Derzeit sind die für die indigenen Belange zuständigen Behörden weitgehend paralysiert. Während die Indigenenbehörde Funai von Bolsonaro entmachtet wurde, fehlt der für die gesundheitliche Betreuung der rund 900.000 Ureinwohner zuständigen Behörde das Geld. Man will die Kommunen einspannen, doch deren Kassen sind noch leerer.
Am Mittwoch hatten die Indigenen vor dem Obersten Gericht eine Mahnwache abgehalten. Das Gericht entscheidet, ob ein Anspruch nur auf die beim Erlass der Verfassung 1988 besetzen Gebiete besteht oder auch auf traditionelle Siedlungsgebiete. Unter der Militärdiktatur (1964-1985) waren Völker zwangsumgesiedelt worden.
Sollte das Gericht auf dem Status quo von 1988 beharren, könnten sogar bereits den Indigenen zugesprochene Gebiete wieder entzogen werden. "Diese Entscheidung wird Einfluss auf alle Prozesse der Landvergabe an Indigene in ganz Brasilien haben", so Buzatto.

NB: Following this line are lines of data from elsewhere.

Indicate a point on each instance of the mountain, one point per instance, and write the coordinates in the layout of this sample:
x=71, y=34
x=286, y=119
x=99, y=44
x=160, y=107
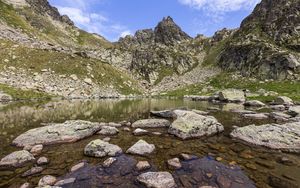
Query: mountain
x=267, y=45
x=44, y=51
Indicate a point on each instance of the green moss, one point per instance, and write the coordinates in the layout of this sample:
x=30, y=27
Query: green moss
x=19, y=94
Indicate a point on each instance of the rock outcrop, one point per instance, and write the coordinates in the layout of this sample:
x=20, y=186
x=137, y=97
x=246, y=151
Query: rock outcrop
x=70, y=131
x=192, y=125
x=284, y=137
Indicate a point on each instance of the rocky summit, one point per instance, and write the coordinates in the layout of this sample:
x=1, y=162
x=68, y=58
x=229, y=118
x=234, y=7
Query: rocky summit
x=148, y=100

Zusage des Parlamentspräsidenten
Parlamentspräsident Rodrigo Maia sagte den Indigenen zu, sich gegen die von Bolsonaro angeordnete Entmachtung von Funai einzusetzen. Die Behörde war aus dem Justizministerium ausgegliedert und dem Ministerium für Menschenrechte, Familie und Frauen zugeschlagen worden. Zudem entscheidet nun das Agrarministerium über die Landzuteilungen. Die dort dominierende Agrarlobby wünscht sich eine Öffnung der Reservate für die Agrarproduktion.
Seit Bolsonaros Wahlsieg im Oktober bemühten sich die Indigenenorganisationen vergeblich um direkten Kontakt mit der Regierung, so Buzatto. Stattdessen versuche die Regierung, die Front der Indigenen aufzubrechen, indem man das Gespräch mit einzelnen Vertretern suche. "Das sehen wir als Versuch der Spaltung der Indigenen", so Buzatto. Auch Cimi sowie internationale Nichtregierungsorganisationen werden von der Regierung geschnitten. Man wirft ihnen Einmischung in innere Angelegenheiten vor.
Vor einigen Tagen hatten 600 europäische Wissenschaftler die EU aufgefordert, den Handel mit Brasilien zu überdenken. Sollte Bolsonaro die Indigenengebiete und die dort noch intakte Natur nicht schützen, müsse man Konsequenzen ziehen, so die Forderung. In Brasilia wird auch das als Einmischung aufgefasst werden. So werden die Fronten wohl eher weiter erstarren. Immerhin endete das Protest-Camp am Freitag friedlich.